28.2 Upon the termination of any contract in accordance with clause 28.1: (a) the Buyer shall not be entitled to any compensation in respect of such termination; (b) the Seller may ,but shall not be obliged to, complete any order from the Buyer which is unfulfilled at the time of the termination; (c) the Seller shall not be obliged to accept for return or credit any product in the possession of the Buyer; (d) all monies including storage costs and interest owing by the Buyer to the Seller shall become immediately due and payable; (e) the Buyer shall forthwith return to the Seller all price lists, catalogues, manuals, and all other technical and advertising materials previously supplied to the Buyer by the Seller.

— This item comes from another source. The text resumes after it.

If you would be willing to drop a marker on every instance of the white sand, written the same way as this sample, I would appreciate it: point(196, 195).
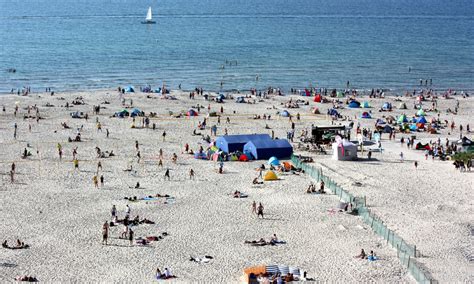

  1. BUYER STRUCTURE: It is the Buyer’s responsibility to notify the Seller of any change in the Buyer ‘s structure or shareholding by notice in writing and that until such time as such notice has been given, the Buyer shall be liable to the Seller pursuant to the obligations hereunto entered into by the Buyer.
  2. SEVERANCE: If a provision of these terms and conditions is voidable by either party or unenforceable or illegal but would not be void or voidable or unenforceable or illegal as aforesaid if it were read down and its capable of being read down it shall be read down accordingly. If such provision is incapable of being so read down, the provision is hereby served and the remainder of these terms and conditions have full force and effect.
  3. GENERAL: The Seller may at any time alter its Terms and Conditions in respect of all transactions taking place after notification to the Buyer of such altered Terms and Conditions. Terms and Conditions embody the entire understanding of the parties – no other promises, terms, conditions or obligations – oral or written – express or implied – other than those contained in these terms and conditions.
  4. APPLICATION: These Terms and Conditions are considered to have been made in the Australian Capital Territory, and the construction, validity and performance of these Terms and Conditions shall be governed in all respects by the law for the time being in forced in the Australian Capital Territory and its Courts shall be considered Courts of competent jurisdiction.
  5. CONFIDENTIAL INFORMATION: Each party undertakes at all times to hold in confidence the “Confidential Information” of the other party. “Confidential Information” means any item, which is marked as confidential or could reasonably be assumed to be confidential which is disclosed by either party to the other under this Agreement. “Confidential Information” also means any information that is stored, transmitted or communicated on, over or via the system to which the Services under this Agreement relate. “Confidential Information” does not however include any item which: (a) Is known to the receiving party, under no obligation of confidence, at the time of disclosure by the other party; or (b) Is or becomes publicly known through no wrongful act of the receiving party; or (c) Is lawfully obtained by the receiving party from a third party who in making such disclosure breaches no obligation of confidence to the other party; or (d) Is independently developed by the receiving party; or (e) Is disclosed by the other party to a third party under no obligation of confidence. Nothing in this Agreement shall be construed to prevent or restrict Nallawilli from disclosing or using in the course of its business any technical knowledge, skill or expertise acquired by Nallawilli in the performance of this Agreement.